Pour sa 19e édition, les Rencontres de Films en Bretagne ont plus que jamais misé sur l’actualité pour ouvrir le champ de la réflexion et des possibilités d’actions conjointes pour tous les acteurs de la filière sur l’avenir de la production cinématographique et audiovisuelle. Et l’actualité en 2019, c’est sans conteste la série, évidemment en pleine expansion, qui intéresse toute la sphère audiovisuelle, de l’écriture à la diffusion.
Un format exigeant, de multiples variations, que ces deux jours proposaient d’explorer en trois rendez-vous et autant d’angles capitaux. Et pour commencer, c’est le meilleur grain que l’on a donné à moudre à ceux qui voudraient en croquer, à travers l’expérience de nos voisins de Belgique francophone et le dispositif levier inventé au niveau local et qui a presque aussitôt fait ses preuves à l’international : le fonds des séries de la Fédération Wallonie-Bruxelles et de la RTBF.
Dès l’ouverture des Rencontres 2019, le public de professionnels a eu la possibilité de plonger dans le bain bouillonnant des séries en visionnant le premier épisode de la saison 1 de La Trêve. La jeune actrice belge Sophie Maréchal accompagnait la séance, et témoignait des conditions pour le moins sportives de la réalisation de cette saison, pour des questions de budget et de temps donné, en particulier, d’inexpérience aussi en cette matière sérielle pour la plupart des artistes, techniciens et producteurs belges qui y participaient. Mais avec quel entrain ! Avec un tournage à 10 minutes utiles par jour, soit trois fois plus qu’en long-métrage, il ne fallait pas manquer de préparation, d’astuce, et de concentration ! Un retour d’expérience suivi dès le lendemain d’un même son de cloche en écho, mais qui concernait cette fois les étapes précédant la réalisation : celui du producteur chez Hélicotronc, Anthony Rey, et de l’écrivain et scénariste Boris Tilquin, également vice-président de l’ASA, l’Association des Scénaristes de Belgique (francophone), venus présenter le très innovant fonds des séries de la Fédération Wallonie-Bruxelles et de la RTBF, sans quoi rien de tout ça ne serait arrivé (près de chez eux).

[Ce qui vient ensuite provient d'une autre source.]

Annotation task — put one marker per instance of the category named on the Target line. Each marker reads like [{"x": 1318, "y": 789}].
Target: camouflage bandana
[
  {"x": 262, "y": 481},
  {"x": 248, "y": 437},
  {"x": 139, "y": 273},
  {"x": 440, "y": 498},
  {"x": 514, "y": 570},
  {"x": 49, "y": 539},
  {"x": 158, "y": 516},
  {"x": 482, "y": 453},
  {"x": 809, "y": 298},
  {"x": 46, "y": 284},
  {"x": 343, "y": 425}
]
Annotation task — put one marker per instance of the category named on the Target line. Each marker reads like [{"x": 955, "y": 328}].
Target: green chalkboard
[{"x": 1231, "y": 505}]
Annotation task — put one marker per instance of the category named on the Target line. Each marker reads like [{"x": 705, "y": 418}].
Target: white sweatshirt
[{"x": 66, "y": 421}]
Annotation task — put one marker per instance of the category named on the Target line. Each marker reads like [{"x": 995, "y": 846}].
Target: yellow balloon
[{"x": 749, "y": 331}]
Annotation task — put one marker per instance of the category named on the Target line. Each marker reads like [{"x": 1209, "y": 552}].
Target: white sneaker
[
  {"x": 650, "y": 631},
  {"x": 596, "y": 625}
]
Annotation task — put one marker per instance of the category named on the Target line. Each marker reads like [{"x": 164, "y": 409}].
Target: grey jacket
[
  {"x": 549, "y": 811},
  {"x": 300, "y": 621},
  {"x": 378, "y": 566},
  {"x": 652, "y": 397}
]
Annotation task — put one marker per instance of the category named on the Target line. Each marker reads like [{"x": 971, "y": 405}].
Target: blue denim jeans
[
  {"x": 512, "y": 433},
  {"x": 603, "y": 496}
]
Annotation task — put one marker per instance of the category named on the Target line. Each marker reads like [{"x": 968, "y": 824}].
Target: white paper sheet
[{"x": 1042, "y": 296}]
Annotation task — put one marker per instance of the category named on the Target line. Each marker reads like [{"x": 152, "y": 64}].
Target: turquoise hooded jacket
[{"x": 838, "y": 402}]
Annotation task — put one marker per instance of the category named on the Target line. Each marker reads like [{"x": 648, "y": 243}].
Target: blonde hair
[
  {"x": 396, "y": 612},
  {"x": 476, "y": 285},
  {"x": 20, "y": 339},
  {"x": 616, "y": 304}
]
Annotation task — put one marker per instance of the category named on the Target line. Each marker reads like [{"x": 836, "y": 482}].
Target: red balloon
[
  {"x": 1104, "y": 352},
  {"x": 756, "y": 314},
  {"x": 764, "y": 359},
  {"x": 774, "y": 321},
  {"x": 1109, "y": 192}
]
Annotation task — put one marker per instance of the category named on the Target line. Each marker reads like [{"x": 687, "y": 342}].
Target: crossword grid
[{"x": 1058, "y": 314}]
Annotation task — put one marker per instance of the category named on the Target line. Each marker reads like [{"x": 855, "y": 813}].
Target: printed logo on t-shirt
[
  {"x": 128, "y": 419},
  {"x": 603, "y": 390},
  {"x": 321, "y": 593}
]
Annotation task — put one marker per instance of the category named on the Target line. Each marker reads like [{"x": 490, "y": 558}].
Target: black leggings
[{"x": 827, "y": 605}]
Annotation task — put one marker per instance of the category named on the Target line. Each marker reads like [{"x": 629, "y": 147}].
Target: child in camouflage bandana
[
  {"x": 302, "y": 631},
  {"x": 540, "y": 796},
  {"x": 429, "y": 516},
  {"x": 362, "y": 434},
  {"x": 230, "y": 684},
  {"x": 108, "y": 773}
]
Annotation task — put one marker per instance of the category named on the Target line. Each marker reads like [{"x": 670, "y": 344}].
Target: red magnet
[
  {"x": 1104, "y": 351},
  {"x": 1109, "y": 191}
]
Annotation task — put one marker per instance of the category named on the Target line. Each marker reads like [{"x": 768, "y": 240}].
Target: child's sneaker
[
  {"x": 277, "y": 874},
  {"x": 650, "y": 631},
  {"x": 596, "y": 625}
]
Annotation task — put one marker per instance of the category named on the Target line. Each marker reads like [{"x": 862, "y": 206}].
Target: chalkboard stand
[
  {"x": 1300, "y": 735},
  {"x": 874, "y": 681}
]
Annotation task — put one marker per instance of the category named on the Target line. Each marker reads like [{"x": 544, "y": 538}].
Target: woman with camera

C’est en 2013 que ce fonds des séries est créé, sur l’impulsion de la Fédération Wallonie-Bruxelles en association avec la chaîne publique francophone belge, la RTBF, ce afin de s’assurer de l’engagement d’un diffuseur dès la phase de développement et, avec lui, d’un public local. Un fonds qui se pense alors déjà comme un incubateur de projets visant à accompagner l’émergence de jeunes talents issus de la région, à les former, et à créer de toutes pièces une industrie qui n’existe pas vraiment à l’échelle du territoire, celle de la série (seulement 3 séries avaient été réalisées en Belgique francophone, en 20 ans). S’inspirant de modèles scandinaves et flamands, un programme en trois phases est mis en place. Il prévoit d’aider, depuis le développement jusqu’à la réalisation, 4 séries par an (sans encore y arriver tout à fait aujourd’hui). Règles et critères sont drastiques en matière de format et de financement notamment, avec 10 épisodes de 52 minutes pour un coût évalué à 250 000 euros par épisode (ce qui est bien peu dans cette économie de la série lourde et avec cette ambition qualitative, une qualité sur laquelle les fondateurs n’avaient pas osé compter au départ).
Le premier appel à projets est lancé un an plus tard, en 2014. Les auteurs doivent être accompagnés d’un producteur et présenter sensiblement le même dossier qu’une demande d’aide à l’écriture au CNC. 151 projets de série sont déposés ! C’est dire l’attente fiévreuse du secteur en la matière !
Parmi ces dossiers, celui de La Trêve [¹], qui franchira toutes les étapes d’un dispositif qui, pour n’être pas très différent aujourd’hui, en est tout de même à ses balbutiements et nécessitera quelques ajustements.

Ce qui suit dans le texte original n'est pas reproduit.